Optimization-Based Markov Chain Monte Carlo Methods for Nonlinear Hierarchical Statistical Inverse Problems

In many hierarchical inverse problems, not only do we want to estimate high- or infinite-dimensional model parameters in the parameter-to-observable maps, but we also have to estimate hyperparameters that represent critical assumptions in the statistical and mathematical modeling processes. As a joint effect of high-dimensionality, nonlinear dependence, and nonconcave structures in the joint posterior distribution over model parameters and hyperparameters, solving inverse problems in the hierarchical Bayesian setting poses a significant computational challenge. In this work, we develop scalable optimization-based Markov chain Monte Carlo (MCMC) methods for solving hierarchical Bayesian inverse problems with nonlinear parameter-to-observable maps and a broader class of hyperparameters. Our algorithmic development is based on the recently developed scalable randomize-then-optimize (RTO) method [J. M. Bardsley et al., SIAM J. Sci.

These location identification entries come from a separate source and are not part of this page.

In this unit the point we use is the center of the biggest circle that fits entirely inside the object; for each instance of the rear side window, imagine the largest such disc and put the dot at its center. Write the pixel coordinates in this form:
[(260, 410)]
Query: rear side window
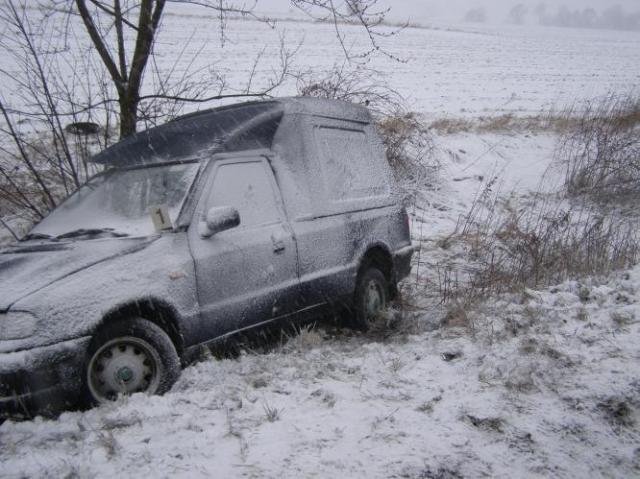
[(248, 188), (350, 170)]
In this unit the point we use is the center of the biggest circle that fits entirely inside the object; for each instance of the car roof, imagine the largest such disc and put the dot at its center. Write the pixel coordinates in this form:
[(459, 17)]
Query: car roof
[(237, 127)]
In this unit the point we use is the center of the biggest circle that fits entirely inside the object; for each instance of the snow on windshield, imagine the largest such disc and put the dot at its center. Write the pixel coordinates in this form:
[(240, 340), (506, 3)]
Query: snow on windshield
[(120, 200)]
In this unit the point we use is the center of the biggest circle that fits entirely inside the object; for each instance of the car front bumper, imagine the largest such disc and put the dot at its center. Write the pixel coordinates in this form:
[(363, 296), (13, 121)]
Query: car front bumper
[(42, 380)]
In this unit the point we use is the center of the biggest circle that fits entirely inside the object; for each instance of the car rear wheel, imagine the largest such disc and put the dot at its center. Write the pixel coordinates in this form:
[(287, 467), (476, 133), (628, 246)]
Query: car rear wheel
[(128, 357), (371, 299)]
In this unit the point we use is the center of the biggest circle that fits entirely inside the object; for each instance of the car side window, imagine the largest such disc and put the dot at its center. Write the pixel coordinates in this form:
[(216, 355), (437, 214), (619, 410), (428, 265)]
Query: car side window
[(247, 187)]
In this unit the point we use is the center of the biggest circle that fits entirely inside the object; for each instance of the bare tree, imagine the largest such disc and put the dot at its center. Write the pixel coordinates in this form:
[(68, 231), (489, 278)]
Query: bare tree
[(124, 34)]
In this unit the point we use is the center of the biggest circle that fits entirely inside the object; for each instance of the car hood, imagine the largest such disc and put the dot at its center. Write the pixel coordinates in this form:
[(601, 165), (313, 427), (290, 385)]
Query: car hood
[(30, 267)]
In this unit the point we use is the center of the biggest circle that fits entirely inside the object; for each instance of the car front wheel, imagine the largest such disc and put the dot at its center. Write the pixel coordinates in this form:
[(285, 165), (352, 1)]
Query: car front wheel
[(130, 356), (371, 299)]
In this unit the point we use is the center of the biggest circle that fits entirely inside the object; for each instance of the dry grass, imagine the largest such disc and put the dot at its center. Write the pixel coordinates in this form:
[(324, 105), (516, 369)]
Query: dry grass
[(611, 112), (602, 151), (511, 246)]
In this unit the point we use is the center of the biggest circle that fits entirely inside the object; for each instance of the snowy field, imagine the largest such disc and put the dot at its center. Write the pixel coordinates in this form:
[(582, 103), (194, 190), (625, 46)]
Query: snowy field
[(447, 70), (543, 384)]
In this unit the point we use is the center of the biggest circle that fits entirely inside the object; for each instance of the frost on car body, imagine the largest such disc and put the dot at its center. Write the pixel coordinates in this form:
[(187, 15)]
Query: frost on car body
[(275, 208)]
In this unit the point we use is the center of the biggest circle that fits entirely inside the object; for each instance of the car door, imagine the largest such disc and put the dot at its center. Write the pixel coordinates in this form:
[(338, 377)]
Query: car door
[(247, 274)]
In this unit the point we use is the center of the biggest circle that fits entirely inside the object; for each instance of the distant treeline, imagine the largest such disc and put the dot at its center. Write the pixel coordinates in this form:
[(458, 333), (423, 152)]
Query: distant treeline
[(615, 17)]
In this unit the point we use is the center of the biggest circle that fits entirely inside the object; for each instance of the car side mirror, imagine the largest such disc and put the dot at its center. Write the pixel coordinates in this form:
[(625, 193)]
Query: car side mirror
[(217, 219)]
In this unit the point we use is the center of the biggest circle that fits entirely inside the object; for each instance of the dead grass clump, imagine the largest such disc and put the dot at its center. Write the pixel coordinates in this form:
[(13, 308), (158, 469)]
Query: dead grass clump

Comput., 42 (2016), pp. A1317-A1347] for exploring the high- or infinite-dimensional parameter space. We first extend the RTO machinery to the Poisson likelihood and discuss the implementation of RTO in the hierarchical setting. Then, by using RTO either as a proposal distribution in a Metropolis-within-Gibbs update or as a biasing distribution in the pseudomarginal MCMC [C. Andrieu and G. O. Roberts, Ann. Statist., 37 (2009), pp. 697-725], we present efficient sampling tools for hierarchical Bayesian inversion. In particular, the integration of RTO and the pseudomarginal MCMC has sampling performance robust to model parameter dimensions. Numerical examples in PDE-constrained inverse problems and positron emission tomography are used to demonstrate the performance of our methods.